Example 2. Blocks of cubic boron nitride are immersed in a melt containing 35 wt.% Chromium and 65 wt.%. aluminum. Processing time - 15 min. ' Processing temperature 1200 ° C. The strength of the blocks after heat treatment is 375 kg / m ² · versus 300-320 kg / mm ² during heat treatment only in aluminum melt. :

Etc. st, m.> er 3. Blocks of polycrystalline diamond are processed in a melt containing 40 wt.% chromium and 60 wt.% aluminum.

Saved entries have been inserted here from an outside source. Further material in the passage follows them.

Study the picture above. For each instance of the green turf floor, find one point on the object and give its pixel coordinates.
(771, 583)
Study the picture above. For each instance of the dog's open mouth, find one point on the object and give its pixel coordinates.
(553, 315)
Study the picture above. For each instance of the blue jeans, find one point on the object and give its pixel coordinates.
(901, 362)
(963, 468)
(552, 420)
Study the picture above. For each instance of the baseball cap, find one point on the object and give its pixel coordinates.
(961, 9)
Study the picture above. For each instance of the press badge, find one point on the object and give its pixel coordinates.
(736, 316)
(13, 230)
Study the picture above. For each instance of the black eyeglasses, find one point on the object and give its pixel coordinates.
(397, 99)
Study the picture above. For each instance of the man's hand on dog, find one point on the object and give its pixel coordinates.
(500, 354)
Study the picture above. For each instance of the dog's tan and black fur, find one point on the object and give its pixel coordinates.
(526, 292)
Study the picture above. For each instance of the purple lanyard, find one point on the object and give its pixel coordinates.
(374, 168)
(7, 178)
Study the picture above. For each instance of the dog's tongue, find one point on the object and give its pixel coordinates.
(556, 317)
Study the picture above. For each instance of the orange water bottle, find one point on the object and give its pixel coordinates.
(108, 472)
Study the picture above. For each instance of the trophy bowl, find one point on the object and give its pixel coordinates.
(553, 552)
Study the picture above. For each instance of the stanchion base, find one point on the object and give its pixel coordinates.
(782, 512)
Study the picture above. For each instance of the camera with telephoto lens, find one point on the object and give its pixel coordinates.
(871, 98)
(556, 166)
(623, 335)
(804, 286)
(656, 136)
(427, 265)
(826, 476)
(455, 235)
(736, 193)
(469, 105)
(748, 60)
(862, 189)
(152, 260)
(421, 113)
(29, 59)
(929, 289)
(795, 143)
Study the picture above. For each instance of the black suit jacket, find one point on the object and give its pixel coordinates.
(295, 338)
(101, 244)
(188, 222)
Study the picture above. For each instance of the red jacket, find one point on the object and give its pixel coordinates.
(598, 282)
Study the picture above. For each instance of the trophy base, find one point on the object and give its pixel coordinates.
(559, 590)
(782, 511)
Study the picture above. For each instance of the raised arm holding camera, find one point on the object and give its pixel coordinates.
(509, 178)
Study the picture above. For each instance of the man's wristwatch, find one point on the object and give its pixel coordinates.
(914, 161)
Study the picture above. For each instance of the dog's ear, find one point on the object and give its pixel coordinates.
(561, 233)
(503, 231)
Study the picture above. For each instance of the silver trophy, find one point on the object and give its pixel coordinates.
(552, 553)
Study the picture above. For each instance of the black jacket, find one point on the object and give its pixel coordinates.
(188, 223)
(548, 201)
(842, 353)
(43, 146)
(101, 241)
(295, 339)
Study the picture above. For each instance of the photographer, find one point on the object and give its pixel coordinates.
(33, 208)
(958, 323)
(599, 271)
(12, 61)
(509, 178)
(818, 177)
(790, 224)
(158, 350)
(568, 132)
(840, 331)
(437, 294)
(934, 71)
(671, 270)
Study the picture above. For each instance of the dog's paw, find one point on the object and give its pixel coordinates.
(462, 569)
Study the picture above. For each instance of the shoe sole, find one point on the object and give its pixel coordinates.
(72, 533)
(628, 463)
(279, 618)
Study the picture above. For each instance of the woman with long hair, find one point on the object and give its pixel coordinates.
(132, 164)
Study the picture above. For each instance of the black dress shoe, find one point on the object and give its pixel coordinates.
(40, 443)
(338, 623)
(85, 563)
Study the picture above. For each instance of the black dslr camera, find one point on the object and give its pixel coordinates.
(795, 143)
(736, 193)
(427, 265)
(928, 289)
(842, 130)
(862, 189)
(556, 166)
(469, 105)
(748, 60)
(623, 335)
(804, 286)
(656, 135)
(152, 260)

Heat treatment time 5 min ^ processing temperature '1200 ° C. The compressive strength of the blocks is 400 kg / mm® compared to 250 κγ / nw ² for heat treatment only in aluminum.

Primer 4. Blocks of polycrystalline cubic boron nitride 'are subjected to heat treatment at 1500 for 15 min in a melt containing ³³ 0 wt% chromium and 4 0 wt% aluminum. The compressive strength of the blocks after heat treatment is 410 kg / mm® compared to 315 kg / mm * during heat treatment in a τοπβκοι molten aluminum.

Chemical-thermal treatment in the proposed melt allows to increase the compressive strength of polycrystalline non-metallic materials from 310-315 kg / mm ² to 350-410 ^g kg / mm, which increases the cutting speed, the reliability of tools equipped with heat-treated polycrystals, allows you to apply them for processing intermittent surfaces.

Claims (2)

(54 | MILK COMPOSITION FOR CHEMICAL-THERMAL TREATMENT. NONMETALLIC MATERIALS The following are examples of a practical implementation of the chemical heat treatment method. Example: A crucible containing 25 wt.% Chrome and 75 weight,% aluminum is placed in an electric furnace. and in the resulting melt, the polycrystalline blocks of cubic boron nitride are loaded. The holding time of the blocks in the melt is 10 minutes. The compressive strength of the blocks after heat treatment in the xpcwa melt and alu nny is 350 kg / mm against 210 kx Chem processing only in aluminum melt PRI m e R 2. Cubic boron blocks are immersed in the melt, containing 35 wt.% chromium and 65 wt.% aluminum.The processing time is 15 minutes Treatment temperature is 1200 ° e. 375 kg / mi. Against 300-320 kg / mm with heat treatment only in an aluminum melt. P pfjUtH-e p 3. Polycrystalline blocks are processed in $ & . Processing time 5 min; Botk 1200®С. The irregularity of the blocks for compression is 400 kg / mm compared to 250 kg / mm with heat treatment only in aluminum. PRI MER 4. Polycrystal block cubic boron nitride is heat-treated at 1500 tons: for 15 cues in the melt with a content of 6 O wt.% Chromium and 4 O wt.% Aluminum. The compressive strength of the blocks after heat treatment is 410 kg / mm compared with 315 kg / mm with heat treatment in the molten aluminum alone. Chemical-thermal treatment in the proposed melt makes it possible to increase the compressive strength of polycrystalline materials nemetrically from the material. catches from 310–315 kg / mm to 350–410 kg / mm, which increases the cutting speed and reliability of tools equipped with heat-treated polycrystals, which makes it possible to use them for machining irregular surfaces. The invention The composition of the melt for chemical-heat treatment of non-metallic materials, C1-containing aluminum, is ablary, so that, in order to increase the strength of the products, the melt additionally contains chromium in the following ratio of components, weight. % :; ALUMINUM 40-75 Chrome. 25-60 Sources of information taken into account during the examination 1. A.Minkevich. Chemical treatment of metals and alloys. M., 1965, p. 158-162. 2. USSR author's certificate according to the application No. 2744229 / 22-02, cl. C 23 C 9/10, 02.04.79.